"Ah, yes," with a little hesitation.

"And chance upon rooms adjoining, too!"

"Very odd."

"How glad I am it's you, and not that dreadful Anarchist, Miss—ah——"

"My name is Somers—Agatha Somers," she said quickly, with a flush, not unnoticed.

"Only think, if the wretch were to come back? Do you think he will?" suddenly, with a keen look.

"How can I possibly guess?" she replied, with the stone blank expression noticed in the train.

"Strange that he should have come up here for a single night, instead of going to one of the hotels in the town."

"Did he? Perhaps he thought this dull. It is a little—secluded."

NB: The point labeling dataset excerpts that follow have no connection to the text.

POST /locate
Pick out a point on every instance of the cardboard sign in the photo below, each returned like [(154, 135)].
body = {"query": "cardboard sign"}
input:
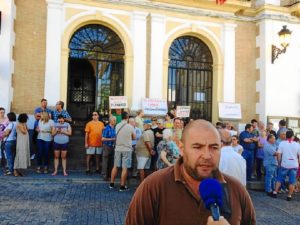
[(118, 102), (230, 111), (183, 111), (153, 106)]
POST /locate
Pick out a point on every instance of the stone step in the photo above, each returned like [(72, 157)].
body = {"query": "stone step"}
[(256, 185)]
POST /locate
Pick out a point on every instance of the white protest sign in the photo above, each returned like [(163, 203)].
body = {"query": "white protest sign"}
[(230, 110), (118, 102), (153, 106), (183, 111)]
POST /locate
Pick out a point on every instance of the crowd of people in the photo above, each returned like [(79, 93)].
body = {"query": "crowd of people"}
[(136, 144), (51, 130)]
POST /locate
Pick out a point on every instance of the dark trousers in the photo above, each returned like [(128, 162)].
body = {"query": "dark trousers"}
[(259, 166), (249, 157), (43, 152), (107, 160)]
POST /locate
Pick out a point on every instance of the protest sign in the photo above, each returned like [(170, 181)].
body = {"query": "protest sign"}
[(154, 106), (118, 102), (183, 111), (230, 111)]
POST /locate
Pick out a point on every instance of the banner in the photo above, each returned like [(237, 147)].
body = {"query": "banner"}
[(118, 102), (183, 111), (230, 111), (153, 106)]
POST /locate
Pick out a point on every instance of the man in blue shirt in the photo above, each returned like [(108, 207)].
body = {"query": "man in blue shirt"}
[(248, 141), (60, 111), (108, 140)]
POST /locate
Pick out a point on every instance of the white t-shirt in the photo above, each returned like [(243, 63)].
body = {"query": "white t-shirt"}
[(237, 148), (289, 154), (45, 130), (12, 126), (233, 164)]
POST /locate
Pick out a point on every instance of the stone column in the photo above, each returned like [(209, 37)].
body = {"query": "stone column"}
[(53, 48), (7, 41), (139, 27), (229, 62), (158, 29)]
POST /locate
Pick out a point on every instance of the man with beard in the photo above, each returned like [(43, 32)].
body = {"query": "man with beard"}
[(170, 195)]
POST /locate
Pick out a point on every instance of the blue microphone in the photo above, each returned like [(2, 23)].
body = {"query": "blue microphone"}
[(211, 193)]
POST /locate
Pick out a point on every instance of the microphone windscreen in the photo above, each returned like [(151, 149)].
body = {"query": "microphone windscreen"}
[(211, 192)]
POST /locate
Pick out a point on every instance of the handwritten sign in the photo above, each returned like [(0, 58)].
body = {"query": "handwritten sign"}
[(183, 111), (118, 102), (230, 110), (153, 106)]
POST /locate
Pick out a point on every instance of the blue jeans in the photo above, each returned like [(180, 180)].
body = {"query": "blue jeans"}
[(249, 157), (10, 149), (43, 152), (270, 177), (291, 173)]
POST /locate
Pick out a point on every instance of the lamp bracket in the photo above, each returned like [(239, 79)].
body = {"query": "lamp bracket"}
[(276, 52)]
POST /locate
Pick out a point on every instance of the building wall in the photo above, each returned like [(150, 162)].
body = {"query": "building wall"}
[(29, 55), (245, 69), (7, 41), (255, 81)]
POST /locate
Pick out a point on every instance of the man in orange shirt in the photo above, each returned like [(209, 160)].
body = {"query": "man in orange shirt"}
[(93, 141)]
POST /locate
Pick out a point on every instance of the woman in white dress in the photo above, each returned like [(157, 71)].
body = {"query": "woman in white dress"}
[(22, 159)]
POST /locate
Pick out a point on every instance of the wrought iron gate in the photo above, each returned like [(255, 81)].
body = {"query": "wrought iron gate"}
[(190, 76), (101, 49)]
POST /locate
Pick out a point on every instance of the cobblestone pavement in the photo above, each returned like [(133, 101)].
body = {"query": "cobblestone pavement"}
[(42, 199)]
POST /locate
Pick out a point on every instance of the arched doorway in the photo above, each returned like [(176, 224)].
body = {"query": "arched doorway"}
[(190, 76), (96, 70)]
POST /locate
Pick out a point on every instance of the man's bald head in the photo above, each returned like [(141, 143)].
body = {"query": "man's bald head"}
[(225, 137), (197, 125)]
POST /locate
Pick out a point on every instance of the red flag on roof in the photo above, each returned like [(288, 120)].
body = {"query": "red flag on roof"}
[(220, 1)]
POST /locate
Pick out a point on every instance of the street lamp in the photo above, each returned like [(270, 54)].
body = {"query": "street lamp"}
[(284, 39)]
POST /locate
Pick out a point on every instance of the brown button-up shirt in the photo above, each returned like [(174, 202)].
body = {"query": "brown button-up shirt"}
[(164, 198)]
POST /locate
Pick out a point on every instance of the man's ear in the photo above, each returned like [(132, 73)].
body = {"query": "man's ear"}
[(181, 147)]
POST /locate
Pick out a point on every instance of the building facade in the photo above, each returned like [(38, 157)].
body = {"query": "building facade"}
[(190, 52)]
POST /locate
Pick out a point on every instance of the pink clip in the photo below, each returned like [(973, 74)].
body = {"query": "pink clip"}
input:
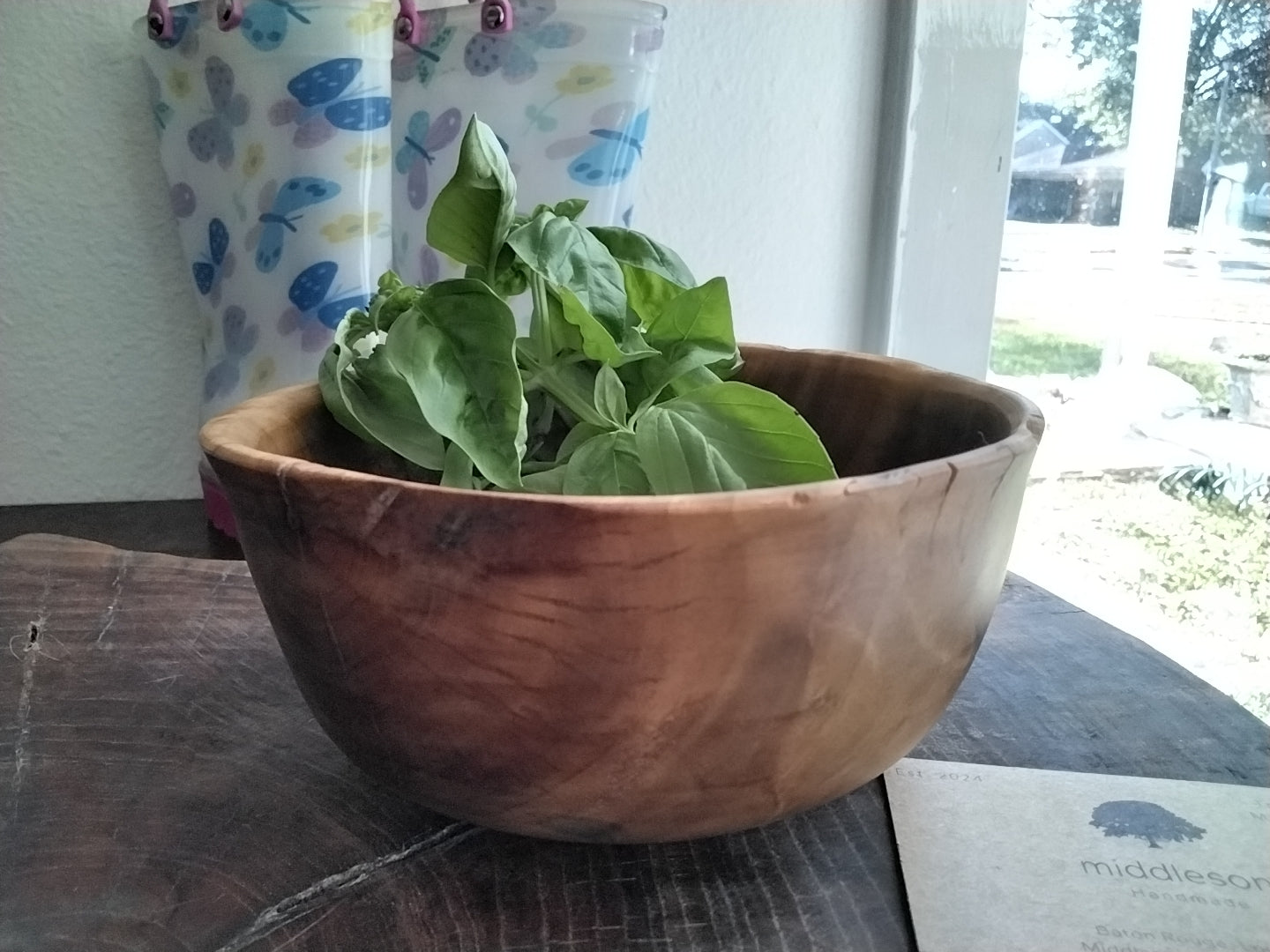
[(228, 14), (159, 20), (496, 17), (406, 28)]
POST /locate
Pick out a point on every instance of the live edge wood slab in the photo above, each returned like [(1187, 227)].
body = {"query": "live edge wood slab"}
[(164, 787)]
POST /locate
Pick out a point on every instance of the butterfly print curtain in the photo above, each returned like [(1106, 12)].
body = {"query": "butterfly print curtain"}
[(303, 149)]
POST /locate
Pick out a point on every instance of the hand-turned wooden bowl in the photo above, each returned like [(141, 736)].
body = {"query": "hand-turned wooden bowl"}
[(643, 668)]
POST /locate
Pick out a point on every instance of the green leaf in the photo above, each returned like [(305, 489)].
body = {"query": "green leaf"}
[(545, 481), (367, 397), (608, 465), (458, 472), (696, 323), (576, 437), (572, 207), (510, 277), (390, 301), (728, 435), (471, 216), (648, 292), (692, 331), (611, 397), (568, 257), (640, 251), (456, 351)]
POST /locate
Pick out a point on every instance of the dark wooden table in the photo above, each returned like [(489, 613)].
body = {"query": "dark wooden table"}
[(163, 786)]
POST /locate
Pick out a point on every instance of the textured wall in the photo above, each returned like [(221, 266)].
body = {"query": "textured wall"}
[(759, 164)]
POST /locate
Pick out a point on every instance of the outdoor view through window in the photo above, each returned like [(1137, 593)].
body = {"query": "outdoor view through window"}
[(1133, 306)]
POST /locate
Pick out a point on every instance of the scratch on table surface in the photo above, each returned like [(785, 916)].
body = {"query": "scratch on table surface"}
[(332, 889), (29, 655), (116, 591)]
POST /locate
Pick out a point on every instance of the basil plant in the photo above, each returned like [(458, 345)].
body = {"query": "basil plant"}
[(621, 386)]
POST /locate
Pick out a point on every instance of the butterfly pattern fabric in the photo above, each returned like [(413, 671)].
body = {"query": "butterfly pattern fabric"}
[(565, 89), (609, 152), (251, 210), (315, 309), (213, 138), (239, 339), (514, 54), (325, 100), (421, 61), (265, 22), (422, 141), (280, 212), (215, 264), (311, 144)]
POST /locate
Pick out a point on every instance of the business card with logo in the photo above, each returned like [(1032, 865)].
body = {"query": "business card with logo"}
[(1047, 861)]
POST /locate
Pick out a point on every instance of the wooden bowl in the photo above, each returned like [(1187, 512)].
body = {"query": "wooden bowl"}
[(643, 668)]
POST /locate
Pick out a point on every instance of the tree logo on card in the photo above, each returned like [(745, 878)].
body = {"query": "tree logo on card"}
[(1145, 820)]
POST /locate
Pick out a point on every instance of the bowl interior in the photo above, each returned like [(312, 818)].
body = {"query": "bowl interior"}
[(873, 414)]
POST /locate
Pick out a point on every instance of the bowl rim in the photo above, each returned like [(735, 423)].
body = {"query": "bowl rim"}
[(220, 441)]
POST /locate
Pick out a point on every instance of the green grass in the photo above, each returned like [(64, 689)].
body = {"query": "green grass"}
[(1019, 351), (1201, 566)]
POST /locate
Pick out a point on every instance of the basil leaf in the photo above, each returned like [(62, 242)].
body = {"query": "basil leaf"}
[(692, 331), (648, 292), (390, 303), (597, 340), (508, 279), (696, 323), (576, 437), (568, 257), (728, 435), (456, 351), (369, 398), (458, 472), (611, 397), (546, 481), (572, 207), (638, 250), (608, 465), (473, 213)]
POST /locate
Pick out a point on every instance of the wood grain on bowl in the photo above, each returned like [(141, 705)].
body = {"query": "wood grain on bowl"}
[(639, 668)]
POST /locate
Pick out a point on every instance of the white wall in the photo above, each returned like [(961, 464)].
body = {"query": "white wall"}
[(759, 167)]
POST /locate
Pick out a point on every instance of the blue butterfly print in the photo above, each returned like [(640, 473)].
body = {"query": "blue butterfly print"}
[(423, 61), (315, 308), (279, 207), (609, 161), (216, 263), (213, 138), (163, 112), (323, 101), (514, 54), (422, 141), (240, 339), (265, 23)]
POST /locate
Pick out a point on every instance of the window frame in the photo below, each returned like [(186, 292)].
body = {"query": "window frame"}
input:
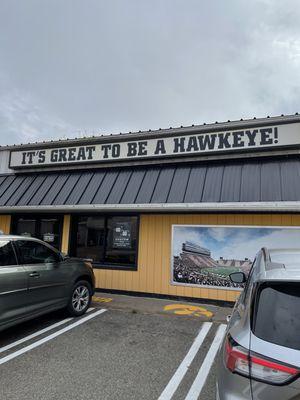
[(38, 218), (105, 264), (17, 264), (38, 242)]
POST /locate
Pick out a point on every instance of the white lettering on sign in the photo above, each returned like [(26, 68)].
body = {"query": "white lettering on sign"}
[(247, 139)]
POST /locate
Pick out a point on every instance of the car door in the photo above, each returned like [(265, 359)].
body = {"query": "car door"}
[(47, 274), (13, 285)]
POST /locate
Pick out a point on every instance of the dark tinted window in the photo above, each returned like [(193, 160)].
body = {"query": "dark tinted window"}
[(7, 255), (90, 238), (31, 252), (107, 240), (46, 228), (277, 315), (121, 240)]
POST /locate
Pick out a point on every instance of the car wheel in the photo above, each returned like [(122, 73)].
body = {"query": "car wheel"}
[(80, 299)]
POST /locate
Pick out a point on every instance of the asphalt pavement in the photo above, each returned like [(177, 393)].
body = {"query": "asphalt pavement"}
[(117, 354)]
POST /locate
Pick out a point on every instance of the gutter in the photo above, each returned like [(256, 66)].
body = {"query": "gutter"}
[(268, 206)]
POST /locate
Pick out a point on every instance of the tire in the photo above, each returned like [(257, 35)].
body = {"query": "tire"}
[(80, 299)]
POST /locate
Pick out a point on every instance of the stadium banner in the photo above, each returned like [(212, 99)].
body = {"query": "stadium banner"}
[(205, 255)]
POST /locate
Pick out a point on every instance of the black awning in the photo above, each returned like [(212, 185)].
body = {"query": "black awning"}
[(264, 181)]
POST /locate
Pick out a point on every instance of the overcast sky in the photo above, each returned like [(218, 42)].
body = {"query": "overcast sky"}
[(73, 67)]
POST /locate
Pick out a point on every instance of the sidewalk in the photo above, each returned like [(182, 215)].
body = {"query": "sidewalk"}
[(148, 305)]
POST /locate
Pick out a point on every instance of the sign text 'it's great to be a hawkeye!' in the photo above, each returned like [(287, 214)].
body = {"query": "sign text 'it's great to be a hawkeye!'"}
[(159, 147)]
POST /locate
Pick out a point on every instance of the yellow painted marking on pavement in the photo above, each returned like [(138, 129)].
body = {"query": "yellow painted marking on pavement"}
[(102, 299), (186, 309)]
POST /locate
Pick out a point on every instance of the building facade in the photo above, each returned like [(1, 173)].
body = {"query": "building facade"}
[(168, 212)]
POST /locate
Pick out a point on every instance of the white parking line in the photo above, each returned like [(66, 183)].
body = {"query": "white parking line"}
[(185, 364), (50, 337), (202, 375), (38, 333)]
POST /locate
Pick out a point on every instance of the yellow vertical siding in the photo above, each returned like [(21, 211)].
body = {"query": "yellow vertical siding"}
[(154, 254), (5, 221), (66, 234)]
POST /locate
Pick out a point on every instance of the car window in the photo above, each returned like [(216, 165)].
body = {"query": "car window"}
[(247, 290), (277, 314), (7, 254), (31, 252)]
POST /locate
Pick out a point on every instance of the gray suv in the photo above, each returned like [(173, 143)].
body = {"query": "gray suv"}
[(35, 279), (260, 355)]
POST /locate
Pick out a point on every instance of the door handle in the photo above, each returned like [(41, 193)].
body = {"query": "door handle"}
[(34, 275)]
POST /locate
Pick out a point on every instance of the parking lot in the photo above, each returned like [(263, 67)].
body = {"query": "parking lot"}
[(113, 352)]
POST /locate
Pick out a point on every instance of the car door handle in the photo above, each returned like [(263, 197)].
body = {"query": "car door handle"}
[(34, 275)]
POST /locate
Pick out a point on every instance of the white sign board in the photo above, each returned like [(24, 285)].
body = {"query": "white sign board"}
[(194, 144)]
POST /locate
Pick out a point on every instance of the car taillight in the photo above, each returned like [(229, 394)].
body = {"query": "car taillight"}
[(238, 360)]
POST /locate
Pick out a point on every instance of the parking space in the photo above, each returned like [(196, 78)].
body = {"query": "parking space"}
[(110, 354)]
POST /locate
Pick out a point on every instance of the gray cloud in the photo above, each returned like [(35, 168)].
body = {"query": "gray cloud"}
[(71, 67)]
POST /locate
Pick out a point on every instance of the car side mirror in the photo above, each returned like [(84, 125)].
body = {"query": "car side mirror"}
[(238, 277)]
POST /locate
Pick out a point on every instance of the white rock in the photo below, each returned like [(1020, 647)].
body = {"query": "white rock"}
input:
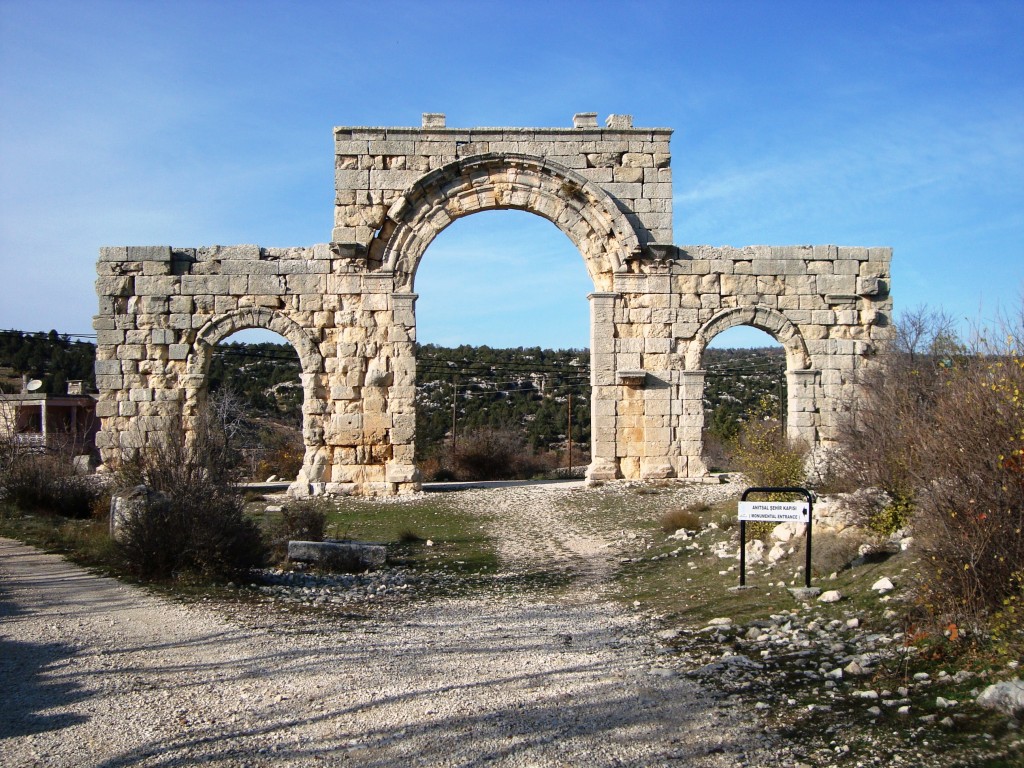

"If ever I saw guilt written on a human face," thought Ermengarde, her suspicions all awake again, in a moment of sudden repulsion. "Well," she added, rising to go, "au revoir till dinner. But I must give you one piece of advice, Miss Somers," she added, turning back and sitting on the edge of the bed, her eye chancing to fall on an open letter that had slipped from a hand-bag on the bed—a strange letter, written in what was no doubt cipher, all dots and dashes and lines and bars, with little explosions here and there. "Don't say anything not meant to meet the ear of the public on the path outside the straw shelter. I'll tell you what I heard this afternoon. As you can't possibly know the people, it can't matter; it is not tale-telling. And I dare say that poor boy has a mother," she sighed, at the close of her tale, "who little knows what harpies are preying upon him. By the way," she added, "do you remember seeing a tall, cheery-looking English lad at Monte Carlo Station yesterday? It was that very boy."